Non-ASCII characters failing on Lion, multiple possible other locale based bugs

Mon Aug 1 09:08:51 PDT 2011

I've logged a bug (http://java.net/jira/browse/MACOSX_PORT-204), but there's a pretty serious problem with OpenJDK on Lion and I wanted to get some opinions on this.  Non-ASCII filenames (e.g. Japanese or Chinese) are completely failing - they are being converted to "?????" (some number of question marks) when you try to create and when you try to read them you get garbage unicode characters.

I've been tracking through the code and I think I've identified what's go on.

JNU_GetStringPlatformChars in jdk/src/share/native/common/jni_util.c returning "UTF-8" on OS X 10.6 and "US-ASCII" on OS X 10.7.  This is the encoding that is then used to convert Java strings to/from the file system encoding.

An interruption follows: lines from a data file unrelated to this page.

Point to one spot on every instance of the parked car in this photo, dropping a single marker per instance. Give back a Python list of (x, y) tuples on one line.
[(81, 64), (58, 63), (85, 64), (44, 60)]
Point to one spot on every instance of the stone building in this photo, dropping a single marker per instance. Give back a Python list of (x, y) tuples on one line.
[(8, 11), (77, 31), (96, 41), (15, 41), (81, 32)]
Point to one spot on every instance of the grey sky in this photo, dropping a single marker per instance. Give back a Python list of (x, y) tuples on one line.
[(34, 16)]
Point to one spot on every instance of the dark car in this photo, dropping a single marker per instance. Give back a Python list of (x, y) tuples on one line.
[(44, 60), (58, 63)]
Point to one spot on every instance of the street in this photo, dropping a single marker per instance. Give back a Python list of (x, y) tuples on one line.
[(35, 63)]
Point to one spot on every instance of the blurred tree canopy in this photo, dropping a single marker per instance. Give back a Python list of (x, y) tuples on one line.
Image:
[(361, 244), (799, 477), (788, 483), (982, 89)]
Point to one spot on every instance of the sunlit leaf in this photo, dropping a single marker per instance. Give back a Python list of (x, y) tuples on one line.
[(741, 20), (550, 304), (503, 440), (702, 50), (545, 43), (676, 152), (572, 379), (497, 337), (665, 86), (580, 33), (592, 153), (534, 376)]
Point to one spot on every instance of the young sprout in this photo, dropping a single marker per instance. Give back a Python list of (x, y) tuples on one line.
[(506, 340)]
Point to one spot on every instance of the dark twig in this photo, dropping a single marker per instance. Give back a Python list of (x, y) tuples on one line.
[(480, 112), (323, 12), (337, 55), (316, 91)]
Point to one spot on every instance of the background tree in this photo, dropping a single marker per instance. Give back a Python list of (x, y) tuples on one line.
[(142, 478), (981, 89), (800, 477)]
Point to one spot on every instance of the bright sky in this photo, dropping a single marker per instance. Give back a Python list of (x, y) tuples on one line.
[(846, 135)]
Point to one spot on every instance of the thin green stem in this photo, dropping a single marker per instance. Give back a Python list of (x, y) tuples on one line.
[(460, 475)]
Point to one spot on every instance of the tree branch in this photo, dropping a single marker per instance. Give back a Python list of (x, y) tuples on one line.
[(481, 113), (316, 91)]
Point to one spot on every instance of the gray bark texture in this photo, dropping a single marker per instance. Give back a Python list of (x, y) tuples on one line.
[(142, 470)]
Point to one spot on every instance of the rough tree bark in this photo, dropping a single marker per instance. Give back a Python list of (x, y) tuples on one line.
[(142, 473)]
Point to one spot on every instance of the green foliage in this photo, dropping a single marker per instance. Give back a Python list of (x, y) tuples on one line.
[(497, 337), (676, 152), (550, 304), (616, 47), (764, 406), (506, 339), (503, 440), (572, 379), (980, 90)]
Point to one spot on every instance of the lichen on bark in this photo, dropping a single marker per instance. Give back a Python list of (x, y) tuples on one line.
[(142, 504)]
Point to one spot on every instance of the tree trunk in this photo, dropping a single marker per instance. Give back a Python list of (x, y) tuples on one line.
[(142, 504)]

Tracking this back a bit more, I tracked the source of that encoding as coming from the property "sun.jnu.encoding" which is coming from GetJavaProperties in jdk/src/share/native/java/lang/System.c.  Tracking that back a bit more shows that the function ParseLocale in jdk/src/solaris/native/java/lang/java_props_md.c is calling setlocale.  The way it calls setlocale basically boils down to:

	setlocale(LC_ALL, "");
	char * lc = setlocale(LC_CTYPE, NULL);

On OS X 10.6, lc is set to "en_US.UTF-8".  On OS X 10.7, it is set to "C".  This then falls through to setting the locale to en_US instead of en_US.UTF-8.

Later in ParseLocale, nl_langinfo(CODESET) is called.  On OS X 10.6, it returns UTF-8 but on 10.7 it returns US-ASCII.  ParseLocale relies on the return from nl_langinfo to ultimately set the sun.jnu.encoding property.

I'm not sure if the way the JDK is calling setlocale and nl_langinfo is wrong or if OS X 10.7 has a bug.  It doesn't seem reasonable to change the return values so drastically.

I have a patch that fixes this that I can contribute but I think a little discussion of the right way to fix this is in order.  There appear to be some other calls to setlocale() and there is a call to nl_langinfo(CODESET) in utfInitialize in jdk/src/solaris/npt/utf_md.c that concerns me since that looks to be the deep in the guts of the Unicode processing.

Are there a set of tests for Unicode handling that can be run?  I'd be happy to take this on as an issue.  Also, is there some magic involved in getting a build that can be debugged?  I tried the "debug_build" target but the output seems to be only about half debuggable. 

Thanks,
Dave Smith
iGeek, Inc.